Immune senescence: relative contributions of age and cytomegalovirus infection - PubMed (original) (raw)
Immune senescence: relative contributions of age and cytomegalovirus infection
Andrea Mekker et al. PLoS Pathog. 2012.
Abstract
Immune senescence, defined as the age-associated dysregulation and dysfunction of the immune system, is characterised by impaired protective immunity and decreased efficacy of vaccines. Recent clinical, epidemiological and immunological studies suggest that Cytomegalovirus (CMV) infection may be associated with accelerated immune senescence, possibly by restricting the naïve T cell repertoire. However, direct evidence whether and how CMV-infection is implicated in immune senescence is still lacking. In this study, we have investigated whether latent mouse CMV (MCMV) infection with or without thymectomy (Tx) alters antiviral immunity of young and aged mice. After infection with lymphocytic choriomeningitis virus (LCMV) or Vaccinia virus, specific antiviral T cell responses were significantly reduced in old, old MCMV-infected and/or Tx mice compared to young mice. Importantly, control of LCMV replication was more profoundly impaired in aged MCMV-infected mice compared to age-matched MCMV-naïve or young mice. In addition, latent MCMV infection was associated with slightly reduced vaccination efficacy in old Tx mice. In contrast to the prevailing hypothesis of a CMV-mediated restriction of the naïve T cell repertoire, we found similar naïve T cell numbers in MCMV-infected and non-infected mice, whereas ageing and Tx clearly reduced the naïve T cell pool. Instead, MCMV-infection expanded the total CD8(+) T cell pool by a massive accumulation of effector memory T cells. Based on these results, we propose a new model of increased competition between CMV-specific memory T cells and any 'de novo' immune response in aged individuals. In summary, our results directly demonstrate in a mouse model that latent CMV-infection impairs immunity in old age and propagates immune senescence.

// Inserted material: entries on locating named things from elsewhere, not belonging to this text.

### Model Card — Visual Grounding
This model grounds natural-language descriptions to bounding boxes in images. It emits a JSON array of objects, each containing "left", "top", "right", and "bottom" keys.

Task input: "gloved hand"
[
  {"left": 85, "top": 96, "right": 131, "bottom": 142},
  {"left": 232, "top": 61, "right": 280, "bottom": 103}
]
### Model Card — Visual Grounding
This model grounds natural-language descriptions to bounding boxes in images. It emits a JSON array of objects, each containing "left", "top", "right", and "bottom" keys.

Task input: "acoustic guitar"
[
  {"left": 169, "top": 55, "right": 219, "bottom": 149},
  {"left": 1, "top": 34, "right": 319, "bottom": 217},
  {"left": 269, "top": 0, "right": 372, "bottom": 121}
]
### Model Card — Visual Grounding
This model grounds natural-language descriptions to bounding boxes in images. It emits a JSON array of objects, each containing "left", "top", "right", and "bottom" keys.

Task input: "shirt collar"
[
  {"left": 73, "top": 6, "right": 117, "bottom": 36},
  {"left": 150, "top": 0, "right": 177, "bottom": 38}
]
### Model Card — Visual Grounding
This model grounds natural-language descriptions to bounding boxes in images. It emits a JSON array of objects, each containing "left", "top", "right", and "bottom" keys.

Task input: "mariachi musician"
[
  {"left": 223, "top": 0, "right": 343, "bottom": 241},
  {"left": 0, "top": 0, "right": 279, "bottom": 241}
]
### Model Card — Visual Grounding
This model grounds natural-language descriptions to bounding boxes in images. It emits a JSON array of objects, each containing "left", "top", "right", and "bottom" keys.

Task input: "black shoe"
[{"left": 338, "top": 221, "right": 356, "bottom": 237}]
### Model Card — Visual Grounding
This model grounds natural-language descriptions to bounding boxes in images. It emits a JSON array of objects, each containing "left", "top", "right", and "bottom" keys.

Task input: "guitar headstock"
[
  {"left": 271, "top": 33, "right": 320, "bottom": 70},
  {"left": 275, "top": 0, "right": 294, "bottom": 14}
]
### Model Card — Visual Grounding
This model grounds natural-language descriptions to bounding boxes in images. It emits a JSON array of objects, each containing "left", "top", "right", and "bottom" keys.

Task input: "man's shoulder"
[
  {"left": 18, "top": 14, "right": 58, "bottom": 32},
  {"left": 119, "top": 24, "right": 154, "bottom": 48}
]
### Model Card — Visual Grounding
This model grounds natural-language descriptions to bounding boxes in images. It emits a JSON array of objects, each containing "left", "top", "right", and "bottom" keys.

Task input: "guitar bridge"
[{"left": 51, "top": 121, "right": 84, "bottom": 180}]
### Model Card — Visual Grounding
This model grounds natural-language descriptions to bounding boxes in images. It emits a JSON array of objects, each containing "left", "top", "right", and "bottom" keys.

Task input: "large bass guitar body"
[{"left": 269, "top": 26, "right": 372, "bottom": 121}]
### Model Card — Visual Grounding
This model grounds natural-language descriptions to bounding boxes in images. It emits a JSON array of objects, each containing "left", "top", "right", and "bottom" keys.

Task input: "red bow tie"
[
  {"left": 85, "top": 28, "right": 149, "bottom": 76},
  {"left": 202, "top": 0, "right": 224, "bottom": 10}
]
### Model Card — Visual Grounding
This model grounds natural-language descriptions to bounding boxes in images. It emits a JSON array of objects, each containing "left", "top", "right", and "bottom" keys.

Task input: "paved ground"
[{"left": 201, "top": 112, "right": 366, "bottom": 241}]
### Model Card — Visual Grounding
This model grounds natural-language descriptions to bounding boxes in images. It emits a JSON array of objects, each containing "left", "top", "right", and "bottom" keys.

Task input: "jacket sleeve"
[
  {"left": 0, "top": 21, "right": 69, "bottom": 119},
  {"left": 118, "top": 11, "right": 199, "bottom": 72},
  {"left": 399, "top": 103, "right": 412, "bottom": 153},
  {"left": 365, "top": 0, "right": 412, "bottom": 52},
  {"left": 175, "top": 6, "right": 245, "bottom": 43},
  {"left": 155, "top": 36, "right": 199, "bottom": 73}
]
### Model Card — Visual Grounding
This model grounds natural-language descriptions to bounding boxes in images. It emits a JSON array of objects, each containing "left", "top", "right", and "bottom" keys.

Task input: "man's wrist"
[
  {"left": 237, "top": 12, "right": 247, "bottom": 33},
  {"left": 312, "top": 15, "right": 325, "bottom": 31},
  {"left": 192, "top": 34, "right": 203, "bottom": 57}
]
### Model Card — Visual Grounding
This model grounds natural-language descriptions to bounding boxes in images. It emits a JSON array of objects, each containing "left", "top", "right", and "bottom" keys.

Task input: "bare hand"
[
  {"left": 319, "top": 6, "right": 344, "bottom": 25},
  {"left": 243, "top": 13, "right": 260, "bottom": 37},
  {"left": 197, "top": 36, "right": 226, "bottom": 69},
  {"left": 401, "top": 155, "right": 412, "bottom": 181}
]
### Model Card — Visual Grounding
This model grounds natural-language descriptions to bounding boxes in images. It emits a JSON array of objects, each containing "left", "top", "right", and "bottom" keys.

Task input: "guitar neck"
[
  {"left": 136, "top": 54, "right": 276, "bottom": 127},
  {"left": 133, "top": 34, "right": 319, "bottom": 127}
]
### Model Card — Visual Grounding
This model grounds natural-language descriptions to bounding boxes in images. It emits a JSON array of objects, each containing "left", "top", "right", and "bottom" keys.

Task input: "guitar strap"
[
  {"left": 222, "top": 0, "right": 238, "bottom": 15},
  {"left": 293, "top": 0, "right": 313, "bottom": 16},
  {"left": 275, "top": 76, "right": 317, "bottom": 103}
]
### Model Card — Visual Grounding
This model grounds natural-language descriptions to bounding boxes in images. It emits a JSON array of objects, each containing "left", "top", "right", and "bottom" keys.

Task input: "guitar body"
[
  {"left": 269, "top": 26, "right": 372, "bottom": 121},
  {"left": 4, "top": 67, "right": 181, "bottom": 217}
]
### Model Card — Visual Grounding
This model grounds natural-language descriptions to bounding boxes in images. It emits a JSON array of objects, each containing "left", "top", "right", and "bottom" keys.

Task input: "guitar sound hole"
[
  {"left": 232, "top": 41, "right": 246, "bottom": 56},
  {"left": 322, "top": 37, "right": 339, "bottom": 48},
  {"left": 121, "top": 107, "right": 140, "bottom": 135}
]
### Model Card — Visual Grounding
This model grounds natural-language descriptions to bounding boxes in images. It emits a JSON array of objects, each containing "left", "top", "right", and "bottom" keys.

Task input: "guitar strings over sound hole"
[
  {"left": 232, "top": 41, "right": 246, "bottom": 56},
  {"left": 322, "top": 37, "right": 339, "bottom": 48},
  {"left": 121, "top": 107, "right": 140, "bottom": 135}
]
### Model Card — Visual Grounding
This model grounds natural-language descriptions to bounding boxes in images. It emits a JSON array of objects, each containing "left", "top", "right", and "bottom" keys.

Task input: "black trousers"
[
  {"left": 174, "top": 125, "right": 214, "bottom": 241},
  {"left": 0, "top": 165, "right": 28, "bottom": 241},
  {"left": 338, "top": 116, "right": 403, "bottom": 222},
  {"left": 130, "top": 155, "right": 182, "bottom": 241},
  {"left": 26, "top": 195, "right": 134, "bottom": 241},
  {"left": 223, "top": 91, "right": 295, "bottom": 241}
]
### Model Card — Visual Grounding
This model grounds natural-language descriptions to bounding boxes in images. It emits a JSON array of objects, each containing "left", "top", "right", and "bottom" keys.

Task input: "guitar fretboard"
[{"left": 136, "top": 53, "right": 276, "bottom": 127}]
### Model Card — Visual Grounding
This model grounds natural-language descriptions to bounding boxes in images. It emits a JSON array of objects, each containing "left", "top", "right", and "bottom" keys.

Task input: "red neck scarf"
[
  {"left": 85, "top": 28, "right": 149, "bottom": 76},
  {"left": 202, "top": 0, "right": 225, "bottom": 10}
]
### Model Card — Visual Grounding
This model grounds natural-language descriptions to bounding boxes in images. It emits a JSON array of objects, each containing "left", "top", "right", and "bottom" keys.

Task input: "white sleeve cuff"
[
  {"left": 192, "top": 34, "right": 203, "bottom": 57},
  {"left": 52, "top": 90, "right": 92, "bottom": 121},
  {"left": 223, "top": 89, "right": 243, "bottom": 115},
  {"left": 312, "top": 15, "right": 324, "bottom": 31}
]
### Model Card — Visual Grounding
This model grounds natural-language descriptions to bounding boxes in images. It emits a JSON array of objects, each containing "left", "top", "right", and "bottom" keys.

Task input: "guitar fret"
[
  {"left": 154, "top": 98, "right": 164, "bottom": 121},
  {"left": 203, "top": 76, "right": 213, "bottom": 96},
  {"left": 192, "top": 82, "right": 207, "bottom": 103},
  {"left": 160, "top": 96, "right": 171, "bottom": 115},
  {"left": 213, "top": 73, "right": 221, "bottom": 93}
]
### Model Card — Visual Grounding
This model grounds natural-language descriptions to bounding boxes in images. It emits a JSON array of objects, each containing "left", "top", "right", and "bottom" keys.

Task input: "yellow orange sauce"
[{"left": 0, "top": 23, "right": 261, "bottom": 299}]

Conflict of interest statement
The authors have declared that no competing interests exist.
Figures
Figure 1. LCMV-clearance and LCMV- or VACV-specific CD8+ T cell responses in young and old mice with/without latent MCMV-infection.
A–D: uninfected or MCMV infected (107 pfu MCMV-Δ157 i.v.) young (4 or 6 months old; 2 or 4 months p.i.) and old (15 or 22 months old; 11 or 18 months p.i.) C57BL/6 mice were infected with 2×103 pfu LCMV-WE i.v. Eight days after infection, LCMV titres were determined in spleen (A) and lung (B) by plaque forming assay and the virus-specific CD8+ T cell response was quantified by ICS in the lung for GP33-specific (C) and NP396-specific (D) CD8+ T cells. E, F: young (4 months old, 2 months p.i.) and old C57BL/6 mice (25 or 28 months old, 23 or 26 months p.i.) with and without latent MCMV-infection were infected with 5×106 pfu VACV-GP i.p. At the peak of the response on day 6, GP33-specific (E) and B8R-specific (F) CD8+ T cells from the lung were quantified by ICS after in vitro re-stimulation with the respective peptide. Circles indicate total numbers of epitope specific CD8+ T cells of individual mice, horizontal lines show the medians of an individual group. Data are pooled from two independent experiments. ANOVA followed by Bonferroni post-analysis was used to determine significant differences between the displayed medians of each group (* p<0.05; ** p<0.01; ns = not significant). The dotted line corresponds to the detection limit of the assay. p.i., post infection.
Figure 2. Long-term analysis of MCMV-specific CD8+ T cell responses in thymectomised and non-thymectomised mice.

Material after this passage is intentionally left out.